Now it's time for Sgt. Dudek to make good on his other promise to Maria: to catch the person who so brutally put an end to her daughter's dreams. "Our job's not done. Our job's not gonna be done until that person's locked up," he vows.

He's been tracing Yesenia's final movements. "When Yesenia left Mexico, she came to stay in a bungalow in Hayward, California. She was only here about three weeks with Castaneda," Dudek explains. "She got a job as a babysitter."

But the situation may have soured quickly. The detective has received a tip that Castaneda asked a friend to come to his bungalow to help move a large bag.

"He was told, 'Hey, I need some help moving a mattress.' When he started to pick it up he realized that it was most likely a body, not a mattress. And he decided that he wanted no part of it," Dudek explains.

Asked if he has been able to talk to that person, Dudek says, "Unfortunately because this is an active case I really can't divulge too much as far as that stuff goes."

But Dudek doesn't hesitate to say this: he's now convinced that Castaneda is the killer. "It's my belief that Yesenia felt that Castaneda was like an older brother; Castaneda wanted more of a relationship than that type. I think Yesenia turned down his advances and she was killed because of that," he says.

And Dudek is still hoping to hear from another possible witness: the mystery man in the parking lot who was waiting for his married girlfriend.

As for that necklace that was left on the grave in California, it did not contain any relevant DNA. But detectives still have enough of a case against Castaneda to get a warrant for his arrest.

But first they have to find their suspect. And that might not be easy, since he could be hiding in either country.

Back in the town of Yahualica, Yesenia's grieving mother is grateful to be able to bury her daughter close to home. "Please I am asking you to help me to thank them, because thanks to them, my daughter is here and I want to give them a hand," Maria says.

And she's also grateful to a man she may never meet, landscaper Dave Woolworth. "I just did what was right," he says. "She was a clean-cut 16-year-old girl that took pride in herself."

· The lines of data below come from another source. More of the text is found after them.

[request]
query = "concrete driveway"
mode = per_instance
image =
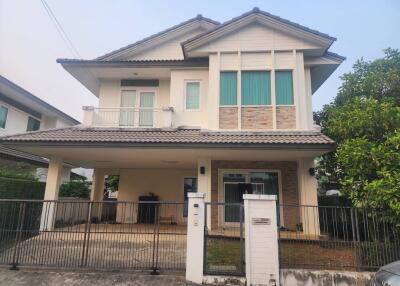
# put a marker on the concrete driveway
(45, 277)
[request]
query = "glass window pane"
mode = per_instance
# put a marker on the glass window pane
(284, 87)
(3, 116)
(192, 95)
(128, 99)
(189, 186)
(256, 88)
(265, 183)
(33, 124)
(146, 109)
(228, 88)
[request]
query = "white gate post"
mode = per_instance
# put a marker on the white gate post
(261, 240)
(195, 238)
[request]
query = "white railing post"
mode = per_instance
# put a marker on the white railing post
(166, 118)
(261, 240)
(88, 113)
(195, 238)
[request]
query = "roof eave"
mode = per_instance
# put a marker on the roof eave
(252, 146)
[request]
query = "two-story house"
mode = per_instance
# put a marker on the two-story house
(202, 106)
(20, 112)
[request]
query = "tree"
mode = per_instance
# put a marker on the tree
(76, 189)
(364, 120)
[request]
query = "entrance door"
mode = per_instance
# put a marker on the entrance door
(127, 112)
(146, 109)
(236, 184)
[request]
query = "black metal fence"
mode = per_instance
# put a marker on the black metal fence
(337, 238)
(224, 249)
(109, 234)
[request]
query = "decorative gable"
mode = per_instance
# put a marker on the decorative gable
(165, 45)
(255, 37)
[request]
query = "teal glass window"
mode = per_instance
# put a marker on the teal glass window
(228, 88)
(256, 88)
(193, 95)
(284, 87)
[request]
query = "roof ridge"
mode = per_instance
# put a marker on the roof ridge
(36, 99)
(257, 10)
(198, 17)
(38, 131)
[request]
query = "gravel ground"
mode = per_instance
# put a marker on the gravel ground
(39, 277)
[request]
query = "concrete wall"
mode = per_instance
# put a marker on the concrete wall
(17, 121)
(167, 184)
(300, 277)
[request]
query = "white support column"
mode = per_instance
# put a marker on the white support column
(261, 240)
(97, 192)
(195, 238)
(204, 182)
(52, 189)
(308, 197)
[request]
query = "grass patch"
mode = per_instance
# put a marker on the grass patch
(223, 252)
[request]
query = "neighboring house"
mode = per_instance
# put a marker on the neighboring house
(20, 112)
(217, 108)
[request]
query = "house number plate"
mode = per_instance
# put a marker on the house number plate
(261, 221)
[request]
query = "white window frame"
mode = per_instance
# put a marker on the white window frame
(139, 90)
(40, 122)
(246, 173)
(185, 94)
(8, 111)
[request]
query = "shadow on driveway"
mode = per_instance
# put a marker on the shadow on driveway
(48, 277)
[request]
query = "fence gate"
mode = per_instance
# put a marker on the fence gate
(95, 235)
(224, 248)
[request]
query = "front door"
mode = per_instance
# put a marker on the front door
(146, 109)
(235, 185)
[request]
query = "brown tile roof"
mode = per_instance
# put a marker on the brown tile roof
(83, 135)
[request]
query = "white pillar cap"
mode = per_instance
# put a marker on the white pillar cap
(259, 197)
(197, 195)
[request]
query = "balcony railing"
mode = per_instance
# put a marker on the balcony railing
(143, 117)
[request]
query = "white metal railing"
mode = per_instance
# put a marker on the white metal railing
(143, 117)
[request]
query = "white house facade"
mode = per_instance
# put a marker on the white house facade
(201, 106)
(20, 112)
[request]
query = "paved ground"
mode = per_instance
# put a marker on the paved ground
(47, 277)
(118, 246)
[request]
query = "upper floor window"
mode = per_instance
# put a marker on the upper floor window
(228, 88)
(33, 124)
(192, 98)
(284, 87)
(256, 88)
(3, 116)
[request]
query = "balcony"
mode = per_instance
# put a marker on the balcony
(128, 117)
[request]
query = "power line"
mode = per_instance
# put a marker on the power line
(61, 30)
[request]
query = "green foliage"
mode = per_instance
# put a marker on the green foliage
(378, 79)
(19, 171)
(76, 189)
(364, 120)
(11, 188)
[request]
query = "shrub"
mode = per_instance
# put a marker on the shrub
(76, 189)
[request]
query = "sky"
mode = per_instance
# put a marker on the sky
(30, 43)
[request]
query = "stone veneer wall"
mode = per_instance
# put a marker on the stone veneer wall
(257, 117)
(286, 117)
(289, 181)
(228, 118)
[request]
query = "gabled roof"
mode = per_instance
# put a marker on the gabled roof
(11, 90)
(79, 135)
(198, 18)
(256, 12)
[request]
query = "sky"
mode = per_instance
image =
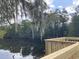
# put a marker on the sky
(67, 4)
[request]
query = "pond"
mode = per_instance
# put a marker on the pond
(10, 49)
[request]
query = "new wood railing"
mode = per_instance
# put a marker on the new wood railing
(70, 52)
(52, 45)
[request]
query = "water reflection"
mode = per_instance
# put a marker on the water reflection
(12, 49)
(6, 54)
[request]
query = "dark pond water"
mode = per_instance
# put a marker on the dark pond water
(6, 54)
(15, 50)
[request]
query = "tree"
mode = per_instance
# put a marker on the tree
(74, 28)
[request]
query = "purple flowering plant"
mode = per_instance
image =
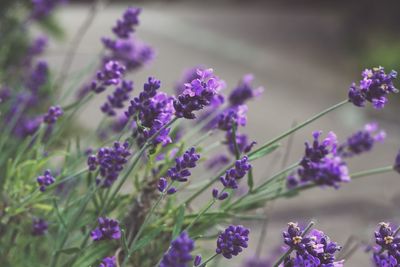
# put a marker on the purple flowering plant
(131, 192)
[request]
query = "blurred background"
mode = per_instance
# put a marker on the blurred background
(305, 54)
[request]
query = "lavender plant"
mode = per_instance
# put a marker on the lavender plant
(122, 195)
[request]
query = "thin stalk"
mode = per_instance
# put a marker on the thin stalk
(208, 260)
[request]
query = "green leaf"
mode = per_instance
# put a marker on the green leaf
(263, 151)
(147, 239)
(69, 251)
(179, 222)
(250, 180)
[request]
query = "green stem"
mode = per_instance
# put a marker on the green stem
(208, 260)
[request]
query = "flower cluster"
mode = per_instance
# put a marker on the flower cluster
(108, 229)
(117, 99)
(45, 180)
(198, 94)
(362, 141)
(387, 252)
(53, 114)
(108, 262)
(151, 110)
(311, 249)
(111, 162)
(232, 241)
(396, 166)
(39, 227)
(374, 87)
(131, 52)
(125, 26)
(321, 164)
(111, 74)
(43, 8)
(180, 172)
(179, 253)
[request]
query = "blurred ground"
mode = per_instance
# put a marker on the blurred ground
(298, 56)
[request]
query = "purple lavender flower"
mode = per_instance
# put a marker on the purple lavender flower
(232, 241)
(180, 172)
(374, 88)
(179, 253)
(321, 164)
(130, 52)
(397, 163)
(151, 111)
(217, 161)
(39, 227)
(35, 49)
(244, 91)
(233, 175)
(53, 114)
(242, 142)
(45, 180)
(110, 161)
(108, 229)
(125, 26)
(362, 141)
(43, 8)
(117, 99)
(387, 251)
(233, 116)
(198, 94)
(310, 249)
(38, 76)
(108, 262)
(111, 74)
(197, 260)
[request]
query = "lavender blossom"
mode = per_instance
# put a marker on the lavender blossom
(321, 164)
(111, 74)
(362, 141)
(117, 99)
(45, 180)
(387, 251)
(233, 175)
(233, 116)
(180, 172)
(232, 241)
(108, 262)
(110, 161)
(125, 26)
(151, 111)
(198, 94)
(244, 91)
(108, 229)
(39, 227)
(396, 166)
(374, 87)
(53, 114)
(179, 253)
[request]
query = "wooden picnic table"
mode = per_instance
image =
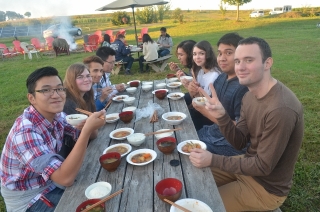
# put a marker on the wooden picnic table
(139, 182)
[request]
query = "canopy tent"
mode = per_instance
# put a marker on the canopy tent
(124, 4)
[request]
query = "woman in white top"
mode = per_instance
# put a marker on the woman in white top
(150, 51)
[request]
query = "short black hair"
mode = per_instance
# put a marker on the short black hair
(38, 74)
(232, 39)
(263, 45)
(104, 52)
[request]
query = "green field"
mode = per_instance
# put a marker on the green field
(295, 45)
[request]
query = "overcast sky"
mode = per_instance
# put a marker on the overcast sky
(76, 7)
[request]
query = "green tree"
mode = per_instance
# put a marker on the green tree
(237, 3)
(28, 14)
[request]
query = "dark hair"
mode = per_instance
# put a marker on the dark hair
(211, 59)
(146, 38)
(263, 45)
(104, 52)
(232, 39)
(187, 46)
(38, 74)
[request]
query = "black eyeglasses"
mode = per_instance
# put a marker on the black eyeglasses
(50, 91)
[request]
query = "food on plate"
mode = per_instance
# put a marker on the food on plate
(174, 117)
(188, 146)
(121, 134)
(141, 158)
(119, 149)
(110, 160)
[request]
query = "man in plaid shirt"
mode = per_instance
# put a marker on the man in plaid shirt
(32, 174)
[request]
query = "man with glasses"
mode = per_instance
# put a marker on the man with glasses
(107, 55)
(32, 173)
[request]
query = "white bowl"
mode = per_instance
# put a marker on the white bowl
(75, 119)
(200, 100)
(113, 117)
(192, 205)
(161, 85)
(146, 87)
(130, 130)
(98, 190)
(174, 84)
(128, 146)
(162, 135)
(132, 108)
(136, 139)
(131, 90)
(129, 100)
(173, 122)
(175, 96)
(189, 78)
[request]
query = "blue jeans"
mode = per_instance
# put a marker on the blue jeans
(163, 52)
(54, 196)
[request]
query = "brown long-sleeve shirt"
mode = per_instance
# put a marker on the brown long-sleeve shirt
(274, 125)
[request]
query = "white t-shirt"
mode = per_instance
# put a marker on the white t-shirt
(205, 79)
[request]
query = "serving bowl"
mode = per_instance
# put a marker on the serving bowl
(75, 119)
(162, 135)
(174, 118)
(146, 87)
(132, 108)
(112, 117)
(131, 90)
(136, 139)
(110, 161)
(129, 100)
(90, 202)
(169, 188)
(161, 94)
(166, 145)
(126, 116)
(160, 85)
(192, 205)
(98, 190)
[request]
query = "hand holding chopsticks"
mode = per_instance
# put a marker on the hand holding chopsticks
(103, 200)
(177, 206)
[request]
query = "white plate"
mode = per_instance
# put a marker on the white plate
(153, 154)
(174, 84)
(181, 144)
(128, 146)
(172, 95)
(192, 205)
(119, 100)
(121, 129)
(153, 92)
(116, 115)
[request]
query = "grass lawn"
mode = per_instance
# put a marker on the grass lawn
(295, 46)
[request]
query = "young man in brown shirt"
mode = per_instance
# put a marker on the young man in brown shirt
(272, 119)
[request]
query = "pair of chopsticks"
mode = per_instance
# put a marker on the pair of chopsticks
(88, 113)
(103, 200)
(177, 206)
(164, 131)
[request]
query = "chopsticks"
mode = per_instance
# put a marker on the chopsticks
(177, 206)
(103, 200)
(164, 131)
(88, 113)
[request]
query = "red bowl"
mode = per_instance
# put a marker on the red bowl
(84, 204)
(126, 116)
(161, 94)
(110, 166)
(167, 145)
(169, 188)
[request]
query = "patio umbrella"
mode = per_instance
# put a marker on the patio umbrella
(124, 4)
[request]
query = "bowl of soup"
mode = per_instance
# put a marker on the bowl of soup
(110, 161)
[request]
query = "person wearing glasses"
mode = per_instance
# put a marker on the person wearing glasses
(79, 94)
(33, 174)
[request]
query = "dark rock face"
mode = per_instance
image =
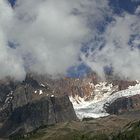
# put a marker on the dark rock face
(123, 105)
(32, 105)
(38, 113)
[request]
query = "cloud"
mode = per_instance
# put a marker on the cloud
(50, 33)
(48, 36)
(10, 64)
(121, 48)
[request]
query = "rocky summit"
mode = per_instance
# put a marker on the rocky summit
(29, 105)
(41, 104)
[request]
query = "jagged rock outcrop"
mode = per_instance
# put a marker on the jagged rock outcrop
(43, 112)
(32, 105)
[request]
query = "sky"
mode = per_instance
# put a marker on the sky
(69, 38)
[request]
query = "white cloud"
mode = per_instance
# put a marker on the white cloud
(10, 64)
(118, 52)
(51, 32)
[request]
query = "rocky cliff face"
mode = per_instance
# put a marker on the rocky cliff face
(30, 105)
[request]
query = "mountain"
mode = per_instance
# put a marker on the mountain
(29, 105)
(41, 102)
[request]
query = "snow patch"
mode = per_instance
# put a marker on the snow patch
(95, 107)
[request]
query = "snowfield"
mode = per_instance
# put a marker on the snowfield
(95, 107)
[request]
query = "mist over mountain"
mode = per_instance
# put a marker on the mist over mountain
(53, 37)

Without his efforts, Castro Valley's Jane Doe would have been cremated, her identity forever a secret.

Knowing she's home with her mother is also giving Woolworth some comfort at a difficult time. "I have cancer. My days are numbered," he explains. "I'm glad that I lived long enough to see it."

Woolworth still hopes to see Yesenia's killer put behind bars. And Dudek is determined to make that happen soon. "We're gonna move as fast as we can. We'll get our man, we'll make an arrest. We'll get him," he vows.

"This was about a bunch of people, not forgetting about a girl that was found, murdered behind a restaurant. Citizens, scientists, cops, clergy, everybody came together and look at the result," Dudek says. "Yesenia will be my little girl and everybody's little girl in this area forever."



Detective Dudek says Miguel Castaneda is living in Mexico. Despite multiple arrest warrants, Mexico is not cooperating with his extradition.

There is still a $65,000 reward for information leading to the arrest of Yesenia's killer.